Sunday, October 18, 2020

Telur Asin Dinobatkan Warisan Budaya Indonesia

Telur Asin Brebes Dinobatkan Jadi Warisan Budaya Tak Benda Indonesia

17 OKTOBER 2020


Sidang Kementerian Pendidikan Budaya (Kemdikbud) yang dilaksanakan pada 6-9 Oktober 2020 pada akhirnya mengetuk palu bahwa kini telur asin bukan lagi hanya sekadar jadi oleh-oleh khas Brebes, Jawa Tengah. Melainkan kini sudah ditetapkan sebagai Warusan Budaya Tak Benda (WBTb) Indonesia.

Penobatan telur asin dalam WBTb ini menambah ‘’koleksi’’ warisan budaya yang Kemdikbud kumpulkan sejak 2013-2020 ini yang sudah ada sekitar 1.239 kebudayaan. Beberapa di antaranya memang datang dari bidang kuliner. Sebelum telur asin, kapurung dari Luwu Utara, ayam betutu dari Bali, dan rendang dari Sumatera Barat sudah lebih dulu dinobatkan sebagai WBTb oleh Kemdikbud.


Dilansir dari CNN Indonesia (15/10/2020), Direktur Perlindungan Kebudayaan, Kemendikbud, Fitra Arda Sambas, menjelaskan syarat untuk mendapatkan status WBTb.

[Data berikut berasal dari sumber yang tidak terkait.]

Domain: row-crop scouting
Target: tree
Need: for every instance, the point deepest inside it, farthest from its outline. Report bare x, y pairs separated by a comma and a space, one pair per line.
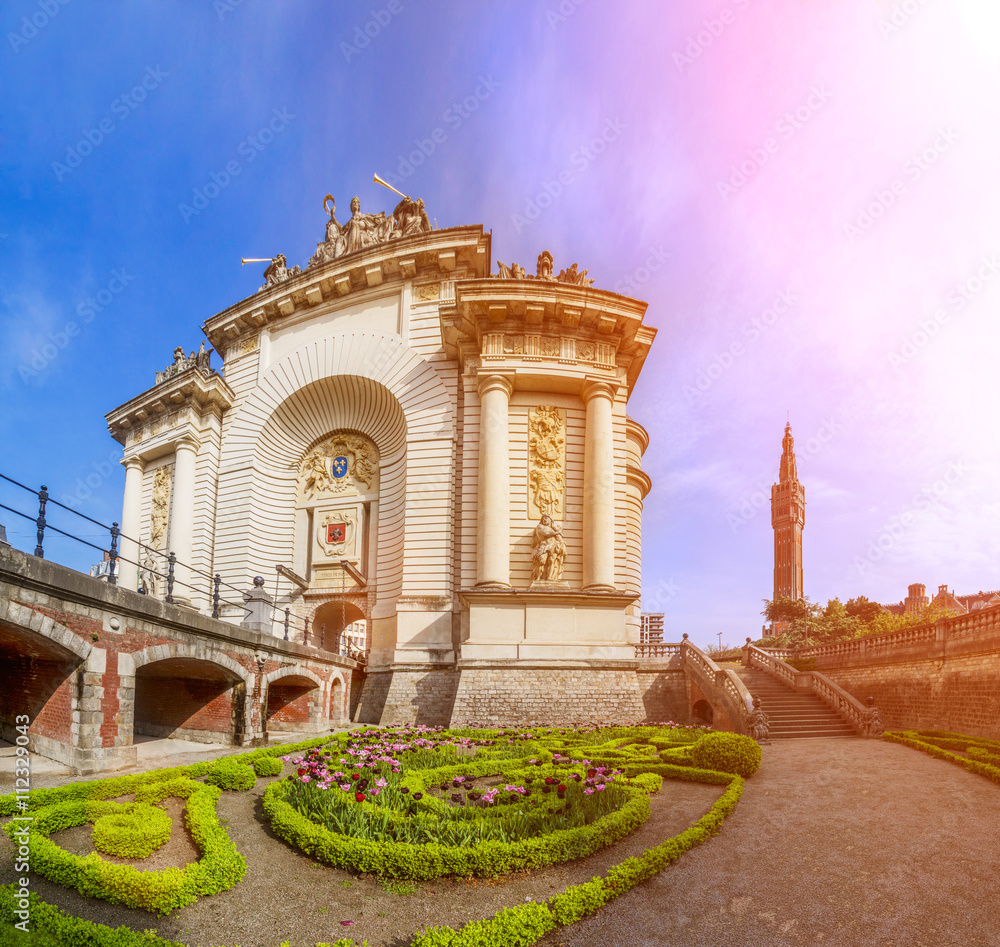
862, 609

‘’Seperti kita ketahui bahwa Warisan Budaya Tak Benda Indonesia yang akan ditetapkan paling tidak berupa tradisi dan ekspresi lisan, seni pertunjukkan, adat istiadat masyarakat, ritus dan perayaan-perayaan, pengetahuan dan kebiasaan perilaku mengenai alam dan semesta, dan atau keterampilan dan kemahiran kerajinan tradisional, ungkapnya.


Syarat lain, diungkap Fitra adalah, ‘’Budaya tak benda tersebut dapat berasal dari perseorangan, kelompok orang, atau masyarakat hukum adat.’’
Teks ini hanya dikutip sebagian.